Im Dunkelkammer-Podcast berichtet der Journalist Michael Nikbakhsh von einem Treffen am 9. Dezember 2023 in seinem Büro in Wien, an dem sechs Personen teilnahmen: Nikbakhsh selbst, Christian Pilnaceks ehemalige Freundin Karin W., ihre Mitbewohnerin Anna P., deren Bekannter Christian Mattura, ein Software-Dienstleister, und der ehemalige Lobbyist Peter Hochegger. Das Treffen fand rund drei Wochen nach dem Tod von Christian Pilnacek statt.

Langes Gespräch über Pilnaceks Tod

Nikbakhsh zeichnete die Unterredung für redaktionelle Zwecke heimlich auf.
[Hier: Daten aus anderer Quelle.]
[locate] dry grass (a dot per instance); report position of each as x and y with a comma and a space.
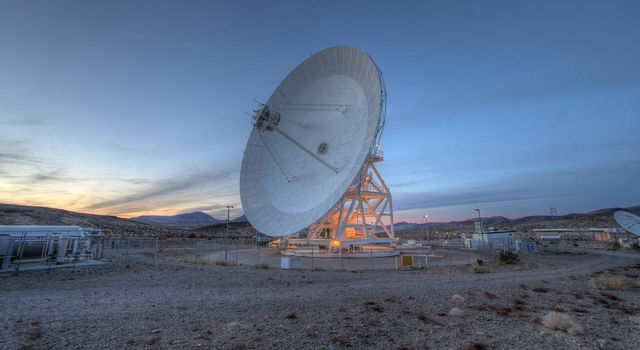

Inzwischen liegt eine Abschrift der Aufzeichnung vor, die der Journalist an die Wirtschafts- und Korruptionsstaatsanwaltschaft (WKStA) übermittelt hat. In seinem Podcast zitiert Nikbakhsh aus dem Transkript. Thematisch drehte sich das Gespräch um die letzten Stunden Pilnaceks, den Fund der Leiche, den Verbleib von dessen Laptop sowie um mögliche politische Verbindungen, unter anderem zu Nationalratspräsident Wolfgang Sobotka und Bundespolizeidirektor Michael Takacs.
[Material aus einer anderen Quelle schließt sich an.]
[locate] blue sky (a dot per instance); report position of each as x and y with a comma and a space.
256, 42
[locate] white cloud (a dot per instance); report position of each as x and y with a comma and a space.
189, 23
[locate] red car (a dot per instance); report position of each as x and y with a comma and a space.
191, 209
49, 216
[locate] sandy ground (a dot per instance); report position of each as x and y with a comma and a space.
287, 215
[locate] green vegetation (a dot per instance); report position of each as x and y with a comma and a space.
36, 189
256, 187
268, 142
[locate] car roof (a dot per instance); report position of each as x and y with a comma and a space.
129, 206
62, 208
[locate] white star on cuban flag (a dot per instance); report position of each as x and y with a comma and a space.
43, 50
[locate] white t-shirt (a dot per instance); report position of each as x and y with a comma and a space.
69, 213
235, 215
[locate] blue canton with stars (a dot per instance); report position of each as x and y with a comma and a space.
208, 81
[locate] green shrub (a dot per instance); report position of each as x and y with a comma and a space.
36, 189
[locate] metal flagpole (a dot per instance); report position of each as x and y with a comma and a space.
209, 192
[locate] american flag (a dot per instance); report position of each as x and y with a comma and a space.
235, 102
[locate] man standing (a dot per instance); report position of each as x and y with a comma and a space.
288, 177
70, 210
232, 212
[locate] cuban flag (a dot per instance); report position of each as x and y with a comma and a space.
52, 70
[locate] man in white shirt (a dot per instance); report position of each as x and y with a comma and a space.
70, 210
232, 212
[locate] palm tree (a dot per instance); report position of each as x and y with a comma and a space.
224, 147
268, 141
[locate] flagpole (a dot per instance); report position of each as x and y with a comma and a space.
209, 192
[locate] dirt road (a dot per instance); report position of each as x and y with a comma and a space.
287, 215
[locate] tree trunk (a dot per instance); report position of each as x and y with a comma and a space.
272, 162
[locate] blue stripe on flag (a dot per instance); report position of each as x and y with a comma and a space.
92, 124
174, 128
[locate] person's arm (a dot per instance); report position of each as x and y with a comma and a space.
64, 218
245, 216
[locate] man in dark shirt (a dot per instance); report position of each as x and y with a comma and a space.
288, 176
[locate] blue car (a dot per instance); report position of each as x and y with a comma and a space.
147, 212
Anna P. verstrickte sich in Widersprüche

W. und P. sollen die letzten Personen gewesen sein, die Pilnacek lebend gesehen haben. In einer schriftlichen Stellungnahme an die WKStA hätte Anna P. angegeben, sie habe sich in einem psychisch und emotional extrem belastenden Zustand befunden, als sie von Pilnaceks Tod erfuhr. Im Gespräch mit Nikbakhsh berichtete sie dann angeblich von mehreren Ereignissen, die sie inzwischen größtenteils widerrufen habe. Auch andere Beteiligte, darunter Takacs, würden die Richtigkeit ihrer damaligen Aussagen in Frage stellen.

Sobotka beharrte auf Pilnacek-Suizid

P. hätte im Dezember-Gespräch unter anderem von einem Telefonat berichtet, das etwa eine Woche nach dem Fund der Leiche stattgefunden haben soll. Demnach habe Sobotka ihr das Ergebnis der Obduktion mitgeteilt, wonach ein Tod durch Ertrinken festgestellt worden sei. Als sie später Zweifel daran äußerte, habe er laut ihrer Schilderung lautstark insistiert, es handle sich eindeutig um einen Suizid, nicht um einen Unfall.

Ebenfalls thematisiert wurde ein angeblicher Besuch von P. und W. bei Sobotka, bei dem P. angab, ihm den Besitz von Pilnaceks Laptop und USB-Sticks offenbart zu haben. Sie habe ihm sogar angeboten, sich das Material anzusehen, was dieser mit Hinweis auf mögliche Spuren verweigert habe. Vor der Staatsanwaltschaft hätte P. später lediglich bestätigt, über das Obduktionsergebnis informiert worden zu sein. Ihre Anwältin kritisierte öffentlich, dass die Zitate aus dem Transkript nicht mit den tatsächlichen Aussagen ihrer Mandantin übereinstimmten und offensichtlich medienwirksam ausgewählt worden seien.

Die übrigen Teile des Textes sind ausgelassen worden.